7 Games to Foster Your Child's Creativity
Shake, rattle, and roll your way into these fun activities.
One of the best ways to nurture your child's creativity is involving yourself in her fantasy on a consistent basis. Happily, some of the most creative activities are the simplest. Here are some fun, old-fashioned games that your family can play together.
1. Make silly soup. Let your child choose "ingredients" from all over the house. Anything kid-friendly that will fit in a giant pot is fair game. Who should you invite to the banquet? Grandma? Marcel the stuffed pig? Let your child decide. An added bonus: Using ordinary objects in unusual ways encourages your child to think more openly about the world he lives in.
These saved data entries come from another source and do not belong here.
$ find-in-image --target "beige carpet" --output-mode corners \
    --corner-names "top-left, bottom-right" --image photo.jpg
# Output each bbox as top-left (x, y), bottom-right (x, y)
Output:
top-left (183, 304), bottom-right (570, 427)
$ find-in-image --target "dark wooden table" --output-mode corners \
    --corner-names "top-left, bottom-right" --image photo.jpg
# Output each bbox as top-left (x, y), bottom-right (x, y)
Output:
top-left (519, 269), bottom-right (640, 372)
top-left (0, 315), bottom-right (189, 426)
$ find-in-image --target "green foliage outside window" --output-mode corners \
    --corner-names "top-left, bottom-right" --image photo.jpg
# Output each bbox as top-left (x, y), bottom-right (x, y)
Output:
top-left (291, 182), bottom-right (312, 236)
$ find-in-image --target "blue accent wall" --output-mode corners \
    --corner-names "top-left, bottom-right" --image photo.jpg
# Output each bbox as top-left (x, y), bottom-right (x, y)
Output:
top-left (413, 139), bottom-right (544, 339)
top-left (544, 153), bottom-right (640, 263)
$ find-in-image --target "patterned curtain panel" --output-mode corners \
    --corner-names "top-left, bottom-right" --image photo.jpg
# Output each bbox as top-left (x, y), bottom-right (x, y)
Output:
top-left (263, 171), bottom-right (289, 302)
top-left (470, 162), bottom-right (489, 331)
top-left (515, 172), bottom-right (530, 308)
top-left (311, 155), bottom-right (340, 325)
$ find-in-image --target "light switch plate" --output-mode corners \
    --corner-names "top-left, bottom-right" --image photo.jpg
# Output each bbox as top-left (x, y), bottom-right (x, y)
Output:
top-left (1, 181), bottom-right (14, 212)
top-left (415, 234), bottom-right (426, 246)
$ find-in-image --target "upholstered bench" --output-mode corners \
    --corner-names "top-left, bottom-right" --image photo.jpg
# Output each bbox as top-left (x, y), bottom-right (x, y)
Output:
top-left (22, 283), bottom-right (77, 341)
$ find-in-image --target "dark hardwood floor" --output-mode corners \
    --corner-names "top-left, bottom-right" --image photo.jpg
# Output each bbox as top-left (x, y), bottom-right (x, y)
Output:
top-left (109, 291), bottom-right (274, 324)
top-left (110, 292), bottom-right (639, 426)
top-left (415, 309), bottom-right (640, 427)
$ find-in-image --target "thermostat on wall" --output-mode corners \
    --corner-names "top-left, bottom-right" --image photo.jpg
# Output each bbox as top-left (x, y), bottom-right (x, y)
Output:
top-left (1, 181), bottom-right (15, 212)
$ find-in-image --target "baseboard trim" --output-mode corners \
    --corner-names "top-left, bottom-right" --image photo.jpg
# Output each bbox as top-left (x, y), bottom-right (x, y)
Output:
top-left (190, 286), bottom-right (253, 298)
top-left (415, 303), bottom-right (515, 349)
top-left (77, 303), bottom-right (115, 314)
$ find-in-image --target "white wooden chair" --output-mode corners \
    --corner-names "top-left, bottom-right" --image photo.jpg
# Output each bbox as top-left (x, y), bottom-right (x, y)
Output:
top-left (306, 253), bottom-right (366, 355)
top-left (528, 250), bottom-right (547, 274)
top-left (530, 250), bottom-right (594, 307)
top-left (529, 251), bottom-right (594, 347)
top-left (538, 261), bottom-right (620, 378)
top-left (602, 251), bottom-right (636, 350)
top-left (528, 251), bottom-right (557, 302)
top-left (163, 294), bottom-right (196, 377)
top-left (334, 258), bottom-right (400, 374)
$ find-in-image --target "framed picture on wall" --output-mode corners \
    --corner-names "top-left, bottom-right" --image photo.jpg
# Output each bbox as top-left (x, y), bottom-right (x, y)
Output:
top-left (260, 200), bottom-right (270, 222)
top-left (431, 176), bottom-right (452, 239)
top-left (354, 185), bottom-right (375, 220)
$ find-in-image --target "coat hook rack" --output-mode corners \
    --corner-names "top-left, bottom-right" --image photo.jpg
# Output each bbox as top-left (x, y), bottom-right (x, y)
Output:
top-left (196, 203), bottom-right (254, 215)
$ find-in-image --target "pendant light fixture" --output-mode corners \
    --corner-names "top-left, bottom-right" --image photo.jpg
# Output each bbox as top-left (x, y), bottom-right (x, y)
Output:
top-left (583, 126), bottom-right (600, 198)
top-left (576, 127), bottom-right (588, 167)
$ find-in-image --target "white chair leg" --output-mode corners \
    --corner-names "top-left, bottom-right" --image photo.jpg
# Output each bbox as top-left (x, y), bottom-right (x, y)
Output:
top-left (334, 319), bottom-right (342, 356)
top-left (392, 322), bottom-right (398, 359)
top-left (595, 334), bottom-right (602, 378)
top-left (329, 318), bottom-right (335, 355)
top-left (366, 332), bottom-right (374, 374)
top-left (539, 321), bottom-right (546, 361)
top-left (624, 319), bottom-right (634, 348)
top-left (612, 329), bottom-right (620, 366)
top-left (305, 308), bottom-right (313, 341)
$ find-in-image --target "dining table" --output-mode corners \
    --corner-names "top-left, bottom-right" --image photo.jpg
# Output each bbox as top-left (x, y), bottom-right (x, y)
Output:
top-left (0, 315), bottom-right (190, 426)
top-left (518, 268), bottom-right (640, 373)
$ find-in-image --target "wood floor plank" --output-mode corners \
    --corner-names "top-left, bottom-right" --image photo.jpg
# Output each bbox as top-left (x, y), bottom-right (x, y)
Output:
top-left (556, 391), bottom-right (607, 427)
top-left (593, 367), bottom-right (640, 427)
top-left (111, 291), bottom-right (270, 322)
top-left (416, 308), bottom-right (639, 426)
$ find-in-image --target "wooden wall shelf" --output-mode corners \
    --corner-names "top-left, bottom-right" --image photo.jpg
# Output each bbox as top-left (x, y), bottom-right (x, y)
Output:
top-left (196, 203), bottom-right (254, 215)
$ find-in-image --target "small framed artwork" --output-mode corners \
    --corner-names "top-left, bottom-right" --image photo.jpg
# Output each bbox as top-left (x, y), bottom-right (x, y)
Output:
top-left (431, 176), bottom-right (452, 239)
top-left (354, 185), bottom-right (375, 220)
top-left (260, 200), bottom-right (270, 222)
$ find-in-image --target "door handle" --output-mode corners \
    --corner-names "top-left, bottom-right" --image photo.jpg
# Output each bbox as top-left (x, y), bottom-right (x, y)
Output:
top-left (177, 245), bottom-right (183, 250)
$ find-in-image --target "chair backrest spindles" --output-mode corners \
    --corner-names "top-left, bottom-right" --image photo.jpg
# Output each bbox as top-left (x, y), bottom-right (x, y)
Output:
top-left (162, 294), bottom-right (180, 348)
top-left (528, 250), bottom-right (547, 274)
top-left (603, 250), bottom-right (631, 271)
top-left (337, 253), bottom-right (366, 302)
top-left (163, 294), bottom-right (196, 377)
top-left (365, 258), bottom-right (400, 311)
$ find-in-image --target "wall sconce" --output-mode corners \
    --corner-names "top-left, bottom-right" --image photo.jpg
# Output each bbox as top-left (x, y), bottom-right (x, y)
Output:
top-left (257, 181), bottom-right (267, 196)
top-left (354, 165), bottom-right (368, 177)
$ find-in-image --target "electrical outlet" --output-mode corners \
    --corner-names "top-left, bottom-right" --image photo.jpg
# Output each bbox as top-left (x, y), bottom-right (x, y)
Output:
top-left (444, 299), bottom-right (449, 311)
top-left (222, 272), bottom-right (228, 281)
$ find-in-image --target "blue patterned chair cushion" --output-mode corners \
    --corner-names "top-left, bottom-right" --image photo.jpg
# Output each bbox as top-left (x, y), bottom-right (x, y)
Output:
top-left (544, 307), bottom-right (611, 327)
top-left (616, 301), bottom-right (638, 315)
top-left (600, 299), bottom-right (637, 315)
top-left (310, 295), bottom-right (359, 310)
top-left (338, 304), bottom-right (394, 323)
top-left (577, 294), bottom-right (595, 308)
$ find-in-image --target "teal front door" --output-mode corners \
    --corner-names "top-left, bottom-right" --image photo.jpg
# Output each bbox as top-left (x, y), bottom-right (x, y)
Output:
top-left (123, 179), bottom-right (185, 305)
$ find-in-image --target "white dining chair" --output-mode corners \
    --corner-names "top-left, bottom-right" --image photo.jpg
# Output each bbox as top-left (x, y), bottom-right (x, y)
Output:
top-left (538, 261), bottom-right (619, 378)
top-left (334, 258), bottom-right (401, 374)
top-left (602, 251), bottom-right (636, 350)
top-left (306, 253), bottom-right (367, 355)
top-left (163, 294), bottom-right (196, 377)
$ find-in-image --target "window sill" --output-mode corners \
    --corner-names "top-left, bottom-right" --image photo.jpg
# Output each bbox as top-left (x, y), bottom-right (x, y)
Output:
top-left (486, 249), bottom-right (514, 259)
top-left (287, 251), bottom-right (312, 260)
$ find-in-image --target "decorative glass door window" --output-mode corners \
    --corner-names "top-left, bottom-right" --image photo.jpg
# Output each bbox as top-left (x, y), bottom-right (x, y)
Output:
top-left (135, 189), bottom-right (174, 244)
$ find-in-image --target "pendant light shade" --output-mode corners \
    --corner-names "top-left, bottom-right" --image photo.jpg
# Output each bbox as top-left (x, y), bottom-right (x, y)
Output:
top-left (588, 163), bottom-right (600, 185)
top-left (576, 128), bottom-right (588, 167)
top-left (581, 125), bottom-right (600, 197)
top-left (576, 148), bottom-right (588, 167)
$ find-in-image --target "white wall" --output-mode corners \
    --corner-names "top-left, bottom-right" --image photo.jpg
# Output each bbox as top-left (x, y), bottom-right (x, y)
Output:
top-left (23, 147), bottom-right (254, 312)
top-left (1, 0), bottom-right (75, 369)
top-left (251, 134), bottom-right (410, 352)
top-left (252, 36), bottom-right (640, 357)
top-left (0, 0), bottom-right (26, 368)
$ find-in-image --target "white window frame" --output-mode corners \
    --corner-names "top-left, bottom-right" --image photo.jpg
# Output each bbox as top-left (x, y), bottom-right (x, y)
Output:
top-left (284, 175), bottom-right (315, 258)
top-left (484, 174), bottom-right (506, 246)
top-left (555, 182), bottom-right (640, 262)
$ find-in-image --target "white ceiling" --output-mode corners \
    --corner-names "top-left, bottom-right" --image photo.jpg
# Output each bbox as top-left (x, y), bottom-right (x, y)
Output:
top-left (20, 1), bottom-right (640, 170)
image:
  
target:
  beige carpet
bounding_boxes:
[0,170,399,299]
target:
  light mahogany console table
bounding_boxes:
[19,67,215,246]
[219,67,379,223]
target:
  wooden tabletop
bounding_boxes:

2. Go on a wacky walk. See your neighborhood with new eyes. Stroll down your street and ask open-ended questions: "What do you think that doggie is looking for?" And encourage your child to point things out to you. At half your size, small children have a different perspective. Perhaps the most wonderful aspect is that everything is fresh, new, and exciting to them.
3. Strike up the band. Get out pots, pans, kazoos, and spoons. Put on a wide variety of music and play along as you move according to your and your child's fancy. Show your openness to music and dance without any judgment on style or substance.
4. Tell tall tales. Change the endings to your child's favorite stories and poems. "There was an old lady who lived in a hat," or "Goldilocks and the three chickens." You'll encourage your child's language development and help her learn how to tell stories in her own way.
5. Cloud watch. The puffy ones look like sheep. That skinny one looks like a pencil. Lie on your backs together and ask your child what he sees. Daydreaming about the endless canvas of sky shows your child that even the most ordinary things are open to unusual interpretation.
6. Have a silly contest. Challenge your child to draw the strangest picture of a cat ever, or to create the wackiest dance in the world. These kinds of activities not only encourage creativity, but they also demonstrate that striving for perfection isn't necessarily a desirable goal.
7. Play dress-up. Can't believe you ever wore that multicolored muumuu? Dig it out of the closet, put it on, be the rainbow queen, and let your children join you as royalty in the crazy court. When you are willing to let your own guard down, children see that imagination is valued around your house -- and that you're a highly imaginative person yourself.